During the years I lived in West Hollywood, Hollywood was right next door, and so a frequent place to go for dinner, movies, and the like. During this period, we also loved to take visitors down to see the two tacky but fun museums that used to be right across the street from each other — The Hollywood Wax Museum and the Ripley’s Believe-it-or-Not! museum.
The former was eventually eclipsed when Madame Tussaud took residence in a bigger space a few blocks to the west. Meanwhile, the Believe-it-or-Not! museum is still there, although Robert Ripley was notorious for just making stuff up.
During the WeHo years, we never went into Hollywood for clubbing, though. I think there was one gay bar still in Hollywood at the time, but it was in an area that had been one of L.A.’s first cruising spots back in the 50s and 60s, and it looked like a lot of the clients there has been in town that long.
It was basically a hustler bar, so those of us from WeHo just avoided it.

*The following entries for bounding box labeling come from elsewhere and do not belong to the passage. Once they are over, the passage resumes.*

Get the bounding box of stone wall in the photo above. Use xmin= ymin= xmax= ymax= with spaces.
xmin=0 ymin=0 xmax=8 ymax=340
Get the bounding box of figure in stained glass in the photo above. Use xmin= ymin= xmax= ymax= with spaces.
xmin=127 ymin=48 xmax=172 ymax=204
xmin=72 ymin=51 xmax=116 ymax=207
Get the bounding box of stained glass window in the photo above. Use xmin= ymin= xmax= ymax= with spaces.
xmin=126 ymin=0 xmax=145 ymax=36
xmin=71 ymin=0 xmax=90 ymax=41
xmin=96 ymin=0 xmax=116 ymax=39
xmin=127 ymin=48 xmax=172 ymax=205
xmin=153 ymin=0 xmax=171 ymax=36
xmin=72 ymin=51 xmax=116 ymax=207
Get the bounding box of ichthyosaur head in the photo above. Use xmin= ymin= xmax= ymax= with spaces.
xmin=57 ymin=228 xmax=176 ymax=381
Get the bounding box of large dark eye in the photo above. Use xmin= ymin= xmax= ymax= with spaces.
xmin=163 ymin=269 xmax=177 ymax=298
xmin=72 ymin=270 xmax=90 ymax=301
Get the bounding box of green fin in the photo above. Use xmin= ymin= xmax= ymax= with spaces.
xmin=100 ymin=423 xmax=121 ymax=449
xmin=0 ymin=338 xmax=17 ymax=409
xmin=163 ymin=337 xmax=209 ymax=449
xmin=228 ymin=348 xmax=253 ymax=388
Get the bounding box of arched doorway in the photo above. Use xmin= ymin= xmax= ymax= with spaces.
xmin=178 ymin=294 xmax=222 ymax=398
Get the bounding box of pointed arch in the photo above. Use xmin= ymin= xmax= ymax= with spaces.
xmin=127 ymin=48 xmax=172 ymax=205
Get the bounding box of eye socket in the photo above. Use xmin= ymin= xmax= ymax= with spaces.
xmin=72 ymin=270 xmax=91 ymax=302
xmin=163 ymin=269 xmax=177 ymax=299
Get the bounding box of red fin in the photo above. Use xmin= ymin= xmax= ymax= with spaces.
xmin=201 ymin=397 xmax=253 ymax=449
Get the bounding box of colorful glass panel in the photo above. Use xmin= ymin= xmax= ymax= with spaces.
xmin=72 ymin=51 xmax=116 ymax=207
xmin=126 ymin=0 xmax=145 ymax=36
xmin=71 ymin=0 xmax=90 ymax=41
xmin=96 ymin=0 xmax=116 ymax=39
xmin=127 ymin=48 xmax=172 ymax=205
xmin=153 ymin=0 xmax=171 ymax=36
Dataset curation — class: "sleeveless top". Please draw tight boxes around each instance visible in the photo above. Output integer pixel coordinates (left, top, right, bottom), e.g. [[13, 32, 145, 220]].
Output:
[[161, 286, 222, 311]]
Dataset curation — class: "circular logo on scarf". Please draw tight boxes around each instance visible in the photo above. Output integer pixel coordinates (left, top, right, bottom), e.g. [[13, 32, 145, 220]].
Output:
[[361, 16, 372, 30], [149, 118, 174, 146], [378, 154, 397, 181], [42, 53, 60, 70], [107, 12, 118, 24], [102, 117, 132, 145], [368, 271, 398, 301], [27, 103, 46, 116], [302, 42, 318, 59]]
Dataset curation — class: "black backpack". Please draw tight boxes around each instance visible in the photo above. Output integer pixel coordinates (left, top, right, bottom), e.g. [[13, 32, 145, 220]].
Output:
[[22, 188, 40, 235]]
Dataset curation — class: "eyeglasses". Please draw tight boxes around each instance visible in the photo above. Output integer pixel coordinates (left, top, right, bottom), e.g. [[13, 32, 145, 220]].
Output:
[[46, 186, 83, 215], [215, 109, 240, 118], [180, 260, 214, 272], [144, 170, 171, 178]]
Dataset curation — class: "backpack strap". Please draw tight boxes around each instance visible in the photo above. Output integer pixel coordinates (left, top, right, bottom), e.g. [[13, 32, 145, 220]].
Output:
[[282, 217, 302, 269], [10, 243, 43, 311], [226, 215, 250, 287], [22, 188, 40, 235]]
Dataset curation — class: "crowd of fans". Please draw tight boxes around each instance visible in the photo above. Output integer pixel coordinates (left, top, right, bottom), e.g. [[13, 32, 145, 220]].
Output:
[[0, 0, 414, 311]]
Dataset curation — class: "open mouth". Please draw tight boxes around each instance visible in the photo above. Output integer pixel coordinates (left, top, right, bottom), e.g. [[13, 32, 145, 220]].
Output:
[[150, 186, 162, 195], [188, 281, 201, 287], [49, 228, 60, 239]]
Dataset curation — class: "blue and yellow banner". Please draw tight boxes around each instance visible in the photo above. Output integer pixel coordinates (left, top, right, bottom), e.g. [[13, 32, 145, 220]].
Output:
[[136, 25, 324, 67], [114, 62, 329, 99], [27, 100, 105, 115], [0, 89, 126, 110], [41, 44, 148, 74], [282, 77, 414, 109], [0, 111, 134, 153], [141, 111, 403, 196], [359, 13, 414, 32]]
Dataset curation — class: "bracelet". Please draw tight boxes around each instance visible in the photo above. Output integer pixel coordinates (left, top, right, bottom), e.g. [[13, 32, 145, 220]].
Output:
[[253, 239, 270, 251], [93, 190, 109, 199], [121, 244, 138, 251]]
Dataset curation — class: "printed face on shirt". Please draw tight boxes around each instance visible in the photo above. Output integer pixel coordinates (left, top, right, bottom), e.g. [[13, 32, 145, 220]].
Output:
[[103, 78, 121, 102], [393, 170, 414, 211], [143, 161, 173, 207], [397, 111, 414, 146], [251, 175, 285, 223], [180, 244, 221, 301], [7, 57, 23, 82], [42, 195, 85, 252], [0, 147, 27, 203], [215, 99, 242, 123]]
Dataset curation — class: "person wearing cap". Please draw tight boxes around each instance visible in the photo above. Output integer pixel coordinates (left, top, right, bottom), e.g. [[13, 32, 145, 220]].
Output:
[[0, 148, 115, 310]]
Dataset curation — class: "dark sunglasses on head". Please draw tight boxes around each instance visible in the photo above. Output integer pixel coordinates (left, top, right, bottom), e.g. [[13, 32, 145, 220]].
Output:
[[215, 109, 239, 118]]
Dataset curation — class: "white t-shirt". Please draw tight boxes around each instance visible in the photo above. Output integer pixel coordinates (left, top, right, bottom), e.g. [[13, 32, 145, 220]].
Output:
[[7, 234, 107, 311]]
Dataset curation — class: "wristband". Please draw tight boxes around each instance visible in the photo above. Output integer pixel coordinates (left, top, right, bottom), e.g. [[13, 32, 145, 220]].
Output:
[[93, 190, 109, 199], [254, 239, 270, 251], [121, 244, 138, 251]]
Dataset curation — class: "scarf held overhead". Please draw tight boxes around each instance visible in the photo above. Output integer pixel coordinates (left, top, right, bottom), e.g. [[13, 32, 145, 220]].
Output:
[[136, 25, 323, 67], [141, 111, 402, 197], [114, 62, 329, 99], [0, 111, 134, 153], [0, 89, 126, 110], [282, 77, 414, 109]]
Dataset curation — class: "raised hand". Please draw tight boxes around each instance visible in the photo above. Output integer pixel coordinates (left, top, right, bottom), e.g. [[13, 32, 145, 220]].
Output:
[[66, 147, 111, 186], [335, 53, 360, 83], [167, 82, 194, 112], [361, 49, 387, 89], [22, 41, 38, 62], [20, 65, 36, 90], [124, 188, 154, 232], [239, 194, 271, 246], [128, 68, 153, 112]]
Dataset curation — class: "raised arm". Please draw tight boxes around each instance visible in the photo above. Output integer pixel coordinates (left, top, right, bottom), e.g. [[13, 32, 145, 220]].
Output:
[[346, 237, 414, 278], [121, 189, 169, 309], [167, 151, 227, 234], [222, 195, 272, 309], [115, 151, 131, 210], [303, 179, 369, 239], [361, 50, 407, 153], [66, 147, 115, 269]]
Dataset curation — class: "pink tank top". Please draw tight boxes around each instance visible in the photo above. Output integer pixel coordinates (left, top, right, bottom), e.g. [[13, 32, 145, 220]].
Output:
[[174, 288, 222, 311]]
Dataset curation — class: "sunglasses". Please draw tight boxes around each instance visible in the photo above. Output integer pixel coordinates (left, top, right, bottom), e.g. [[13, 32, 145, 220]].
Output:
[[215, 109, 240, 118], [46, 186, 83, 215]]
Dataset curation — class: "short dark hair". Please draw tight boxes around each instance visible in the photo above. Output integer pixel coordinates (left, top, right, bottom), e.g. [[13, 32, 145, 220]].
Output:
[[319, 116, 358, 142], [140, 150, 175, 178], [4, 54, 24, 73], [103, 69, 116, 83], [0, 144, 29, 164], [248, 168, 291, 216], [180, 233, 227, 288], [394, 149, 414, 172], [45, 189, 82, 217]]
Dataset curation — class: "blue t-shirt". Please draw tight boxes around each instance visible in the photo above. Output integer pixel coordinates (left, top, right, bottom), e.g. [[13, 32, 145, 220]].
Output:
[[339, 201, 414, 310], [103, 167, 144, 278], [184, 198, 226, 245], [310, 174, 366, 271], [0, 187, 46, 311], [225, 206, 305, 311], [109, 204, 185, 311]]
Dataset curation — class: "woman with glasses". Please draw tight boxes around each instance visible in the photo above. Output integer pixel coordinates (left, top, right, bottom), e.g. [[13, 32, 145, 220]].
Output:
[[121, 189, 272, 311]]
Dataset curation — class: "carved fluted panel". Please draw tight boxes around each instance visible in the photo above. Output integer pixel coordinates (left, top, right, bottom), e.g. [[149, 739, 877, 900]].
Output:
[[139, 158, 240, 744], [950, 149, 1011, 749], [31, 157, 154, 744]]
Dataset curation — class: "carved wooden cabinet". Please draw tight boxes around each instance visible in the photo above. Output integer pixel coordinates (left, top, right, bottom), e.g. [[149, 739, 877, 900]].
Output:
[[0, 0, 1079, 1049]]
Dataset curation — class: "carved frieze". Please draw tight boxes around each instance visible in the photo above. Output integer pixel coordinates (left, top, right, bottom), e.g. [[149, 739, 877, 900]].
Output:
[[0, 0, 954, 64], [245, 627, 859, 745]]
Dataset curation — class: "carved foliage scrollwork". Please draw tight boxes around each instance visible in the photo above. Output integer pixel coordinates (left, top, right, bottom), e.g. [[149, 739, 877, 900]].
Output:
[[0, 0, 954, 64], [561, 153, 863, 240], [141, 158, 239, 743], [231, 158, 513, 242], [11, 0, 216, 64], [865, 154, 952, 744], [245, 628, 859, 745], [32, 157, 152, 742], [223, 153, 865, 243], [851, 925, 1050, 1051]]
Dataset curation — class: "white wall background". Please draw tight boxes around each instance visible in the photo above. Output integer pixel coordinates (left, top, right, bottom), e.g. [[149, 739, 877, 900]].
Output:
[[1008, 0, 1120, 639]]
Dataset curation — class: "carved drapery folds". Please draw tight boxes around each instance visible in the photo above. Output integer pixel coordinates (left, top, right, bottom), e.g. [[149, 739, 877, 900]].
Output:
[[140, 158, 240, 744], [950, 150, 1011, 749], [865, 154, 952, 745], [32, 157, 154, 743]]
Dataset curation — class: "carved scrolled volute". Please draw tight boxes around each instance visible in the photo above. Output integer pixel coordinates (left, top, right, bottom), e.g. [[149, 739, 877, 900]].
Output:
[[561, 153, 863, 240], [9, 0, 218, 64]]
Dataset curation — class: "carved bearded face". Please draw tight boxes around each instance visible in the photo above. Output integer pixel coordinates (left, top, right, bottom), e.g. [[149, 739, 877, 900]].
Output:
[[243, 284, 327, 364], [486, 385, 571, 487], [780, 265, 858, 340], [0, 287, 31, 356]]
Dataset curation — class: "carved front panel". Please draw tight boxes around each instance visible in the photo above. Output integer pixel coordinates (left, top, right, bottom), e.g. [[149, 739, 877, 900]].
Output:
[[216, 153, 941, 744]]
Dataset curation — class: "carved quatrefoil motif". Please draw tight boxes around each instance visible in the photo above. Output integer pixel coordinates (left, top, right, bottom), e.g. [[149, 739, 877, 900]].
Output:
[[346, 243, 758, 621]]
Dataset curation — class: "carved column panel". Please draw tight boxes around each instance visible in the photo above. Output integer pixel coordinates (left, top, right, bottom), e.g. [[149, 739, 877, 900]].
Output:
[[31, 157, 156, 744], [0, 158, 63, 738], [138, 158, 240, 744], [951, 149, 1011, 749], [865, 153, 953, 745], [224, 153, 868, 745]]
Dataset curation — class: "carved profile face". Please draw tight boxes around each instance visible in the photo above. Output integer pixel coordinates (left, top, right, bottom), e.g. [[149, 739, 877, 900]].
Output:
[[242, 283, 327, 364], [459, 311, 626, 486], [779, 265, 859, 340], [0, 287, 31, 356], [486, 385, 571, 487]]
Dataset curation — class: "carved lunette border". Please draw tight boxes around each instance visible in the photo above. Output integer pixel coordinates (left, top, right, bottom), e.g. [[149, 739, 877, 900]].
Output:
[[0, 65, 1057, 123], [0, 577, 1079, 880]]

I think it actually lasted until fairly recently; definitely into this century.
By the time I moved back to the Valley, the Metro Rail had become a thing, and I used to hop the train to go to Hollywood or Downtown all the time just to play tourist, photograph everything, and occasionally buy stuff. That only stopped when COVID happened, but it was great to get out, see the sights, gawk at the tourists, and marvel at how tacky the street really is and how it panders to the impression that non-industry people have of show business.
Of course, celebrities never really lived here after the silent era, the only production studios left here is one owned by the Jim Henson Company, which began life as Charlie Chaplin Studios, and Paramount which, while is technically in Hollywood, is only accessible through gates that are decidedly in Los Angeles proper.
All of the other studios are in places like Burbank, Culver City, Playa del Rey, Glendale, Austin, Vancouver, or Atlanta.
I hope to some day be able to hop the train and go back down to Hollywood, to see how it’s holding up. It’s always fun to look at the tackiness of the Walk of Fame, check out the forecourt at the Chinese, and see what new and bizarre temporary attraction has opened in some storefront.
There are also the old classics, too — the Hollywood Bowl and the Magic Castle are both places that I love — especially the Magic Castle, because the building itself is one big illusion.
Hollywood may be going through a rough patch right now and it’s really getting overdeveloped, but the city always bounces back. I hope to have many future adventures there in what really is my true home town.